Politically, however, there was a steady decline, from the first flush of hope in a post-monarchical order to growing disappointment and anger spurred by war and conflict every fifteen to twenty years. Albeit in sharply divergent ways, each of the divided parts of the former princely state found that its status and rights were determined by conflict and its government’s powers varied according to security and economic dependence on India or Pakistan. It seems counter-intuitive to say that the people of the Kashmir valley suffered the most poisonous politics of the regions of the former princely state, when they had a greater measure of democracy and civil rights, on paper, than their counterparts across the Line of Control. But the Kashmir valley also suffered the most stifling conditions, because it was the arena of violent conflict.

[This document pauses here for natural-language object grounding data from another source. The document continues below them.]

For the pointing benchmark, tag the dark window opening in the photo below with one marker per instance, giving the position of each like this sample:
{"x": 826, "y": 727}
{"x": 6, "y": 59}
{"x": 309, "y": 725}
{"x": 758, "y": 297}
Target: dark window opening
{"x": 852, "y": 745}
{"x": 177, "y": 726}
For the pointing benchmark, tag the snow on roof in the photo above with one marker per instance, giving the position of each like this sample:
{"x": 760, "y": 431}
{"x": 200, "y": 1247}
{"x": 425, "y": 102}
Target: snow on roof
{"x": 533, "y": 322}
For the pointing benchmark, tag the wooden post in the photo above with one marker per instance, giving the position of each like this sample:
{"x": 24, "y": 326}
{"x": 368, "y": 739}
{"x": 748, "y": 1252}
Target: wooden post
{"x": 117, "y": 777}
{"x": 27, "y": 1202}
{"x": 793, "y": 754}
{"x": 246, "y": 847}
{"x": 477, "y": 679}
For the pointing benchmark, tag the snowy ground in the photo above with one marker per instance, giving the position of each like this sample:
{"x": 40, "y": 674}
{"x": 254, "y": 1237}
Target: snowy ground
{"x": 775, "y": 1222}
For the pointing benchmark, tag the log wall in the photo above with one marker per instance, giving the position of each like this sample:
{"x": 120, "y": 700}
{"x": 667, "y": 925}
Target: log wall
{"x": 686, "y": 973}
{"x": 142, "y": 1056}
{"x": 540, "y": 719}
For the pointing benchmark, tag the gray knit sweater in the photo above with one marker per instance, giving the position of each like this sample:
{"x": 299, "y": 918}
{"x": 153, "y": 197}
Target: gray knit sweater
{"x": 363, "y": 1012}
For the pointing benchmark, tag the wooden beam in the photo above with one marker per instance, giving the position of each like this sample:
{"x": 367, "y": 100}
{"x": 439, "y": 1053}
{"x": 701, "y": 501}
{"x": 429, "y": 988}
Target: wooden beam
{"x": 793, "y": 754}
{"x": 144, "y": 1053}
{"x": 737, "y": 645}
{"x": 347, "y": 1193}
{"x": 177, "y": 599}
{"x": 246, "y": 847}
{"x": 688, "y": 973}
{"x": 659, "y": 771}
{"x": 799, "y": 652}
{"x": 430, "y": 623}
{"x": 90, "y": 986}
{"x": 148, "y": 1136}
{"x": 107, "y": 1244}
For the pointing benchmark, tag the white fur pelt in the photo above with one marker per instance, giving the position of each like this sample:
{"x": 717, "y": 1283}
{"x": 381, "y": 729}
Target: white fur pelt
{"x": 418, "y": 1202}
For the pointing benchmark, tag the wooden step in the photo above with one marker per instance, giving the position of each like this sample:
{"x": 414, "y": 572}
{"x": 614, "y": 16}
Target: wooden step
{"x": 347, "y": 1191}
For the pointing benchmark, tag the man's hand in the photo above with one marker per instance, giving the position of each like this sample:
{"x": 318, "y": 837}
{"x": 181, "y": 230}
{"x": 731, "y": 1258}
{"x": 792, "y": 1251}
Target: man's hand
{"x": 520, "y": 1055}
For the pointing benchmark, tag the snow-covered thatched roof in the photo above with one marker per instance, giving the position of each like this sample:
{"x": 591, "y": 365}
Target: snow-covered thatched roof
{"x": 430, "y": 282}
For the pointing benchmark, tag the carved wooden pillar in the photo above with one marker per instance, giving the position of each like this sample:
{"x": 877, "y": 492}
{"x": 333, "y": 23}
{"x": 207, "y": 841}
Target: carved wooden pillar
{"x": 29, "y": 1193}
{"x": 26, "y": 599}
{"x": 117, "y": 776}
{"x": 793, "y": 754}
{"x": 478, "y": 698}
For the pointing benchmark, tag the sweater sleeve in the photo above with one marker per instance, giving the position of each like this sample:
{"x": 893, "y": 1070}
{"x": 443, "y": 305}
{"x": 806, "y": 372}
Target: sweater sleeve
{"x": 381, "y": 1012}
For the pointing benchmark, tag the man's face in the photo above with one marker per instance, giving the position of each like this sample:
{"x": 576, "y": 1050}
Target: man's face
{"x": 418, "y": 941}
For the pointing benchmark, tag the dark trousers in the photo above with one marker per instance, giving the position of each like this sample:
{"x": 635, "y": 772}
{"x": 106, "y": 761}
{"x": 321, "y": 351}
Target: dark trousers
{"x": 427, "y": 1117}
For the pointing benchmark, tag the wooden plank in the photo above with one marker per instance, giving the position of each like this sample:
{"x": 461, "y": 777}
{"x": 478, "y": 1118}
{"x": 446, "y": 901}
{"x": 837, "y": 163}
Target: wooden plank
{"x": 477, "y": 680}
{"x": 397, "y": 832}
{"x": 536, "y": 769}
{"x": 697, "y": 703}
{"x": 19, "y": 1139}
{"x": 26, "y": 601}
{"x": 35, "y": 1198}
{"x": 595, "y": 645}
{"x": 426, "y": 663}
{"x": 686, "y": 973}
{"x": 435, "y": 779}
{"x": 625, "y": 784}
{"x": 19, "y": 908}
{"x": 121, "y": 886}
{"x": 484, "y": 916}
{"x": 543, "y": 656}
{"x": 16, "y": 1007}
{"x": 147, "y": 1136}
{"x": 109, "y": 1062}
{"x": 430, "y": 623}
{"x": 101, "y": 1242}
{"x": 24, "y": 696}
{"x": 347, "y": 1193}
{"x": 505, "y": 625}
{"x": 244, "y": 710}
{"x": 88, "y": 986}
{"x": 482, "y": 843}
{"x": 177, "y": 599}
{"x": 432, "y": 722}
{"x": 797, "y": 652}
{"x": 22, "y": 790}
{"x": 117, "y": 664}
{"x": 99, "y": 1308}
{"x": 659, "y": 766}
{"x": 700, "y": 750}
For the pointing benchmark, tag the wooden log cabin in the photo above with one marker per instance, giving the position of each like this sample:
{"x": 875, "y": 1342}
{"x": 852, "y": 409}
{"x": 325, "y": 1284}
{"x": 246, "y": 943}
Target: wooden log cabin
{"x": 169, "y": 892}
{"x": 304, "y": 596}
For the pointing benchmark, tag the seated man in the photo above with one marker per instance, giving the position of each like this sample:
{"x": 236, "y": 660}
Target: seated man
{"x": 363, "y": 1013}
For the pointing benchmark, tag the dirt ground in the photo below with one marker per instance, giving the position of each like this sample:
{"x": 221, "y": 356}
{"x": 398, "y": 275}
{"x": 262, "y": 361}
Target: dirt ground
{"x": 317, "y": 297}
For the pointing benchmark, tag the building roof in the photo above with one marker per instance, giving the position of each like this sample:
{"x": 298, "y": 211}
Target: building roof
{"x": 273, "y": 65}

Looking back over the past decade or more, it can be seen that the Pakistan Army’s hostility towards India has cumulatively increased rather than decreased after 9/11. Musharraf cooperated with the US against the Taliban on the grounds that if he did not, it would advantage India. The first few years following 9/11 saw an intensification of cross-border violence in Jammu and Kashmir. During the peace process that followed, with considerable international facilitation, violence decreased sharply in Jammu and Kashmir but terrorist attacks against India rose, both in other parts of India and in Afghanistan. Eventually, the peace process was put on hold by a beleaguered Musharraf in 2007.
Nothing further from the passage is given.